Kate (Leslie Mann) w dość niecodziennych okolicznościach dowiaduje się, że mąż zdradza ją z seksowną kobietą sukcesu (Cameron Diaz). O dziwo, panie się zaprzyjaźniają, a przy okazji dowiadują, że jest jeszcze... ta trzecia.
Pomysł oczywiście nie do końca przełomowy czy oryginalny, ale mający spory potencjał. Trzy różne dziewczyny, o różnych walorach i wspólny wróg - mężczyzna. Twórcy wybrali jednak chyba najgorszy z możliwych wariantów, zrobili z nich wkurzające histeryczki.

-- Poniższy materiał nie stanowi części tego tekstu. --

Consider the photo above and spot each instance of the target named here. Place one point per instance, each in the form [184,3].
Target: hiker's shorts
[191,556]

Przez cały seans nie mogłam się zdecydować czy kobiety powinny za wszelką cenę trzymać swych mężczyzn z dala od tego dzieła czy wręcz przeciwnie, zrobić wszystko, by go zobaczyli. Chyba jednak szala przeważa się na opcję numer dwa. Po obejrzeniu "Innej kobiety", faceci będą padać do stóp swym oblubienicom, że nie są takie, jak bohaterki komedii Nicka Cassavetesa. Wahałam się z wyborem, bowiem jeśli koleś jest płochliwy, po filmie od razu wstąpi do zakonu, byle tylko nie mieć do czynienia z żadnym osobnikiem obdarzonym chromosomami XX.
Wydaje mi się, że pisząc scenariusz Melissa Stack chciała ostrzec mężczyzn, by nie zadzierali z kobietami, te bowiem wcale nie są głupie, przejrzą ich na wylot i jeszcze się zemszczą. Efekt jest taki, że przez blisko dwie godziny oglądamy hormonalny koszmar. Histerię, huśtawki nastrojów, brak zdecydowania, jeszcze raz histerię, emocjonalną niedojrzałość, zazdrość o większy biust i jędrniejsze pośladki, brak konsekwencji i - wspominałam już? - znowu histerię. W założeniu też zapewne miało być nieporwanie politycznie, z pazurem, by pokazać, że laski wcale nie są słodko-pierdziste jak w lukrowanych komediach romantycznych, a wyszło ordynarnie i wulgarnie (serio, kogo śmieszy srający pies?).
Dziewczyny (aktorki) fajne, można było na ich kontrastujących osobowościach wyrzeźbić błyskotliwą, pikantną komedię, a nie wypełnioną obraźliwymi stereotypami, nafaszerowaną banalnymi gagami, pozbawioną grama realizmu durną opowieść z pseudofeministycznym przesłaniem.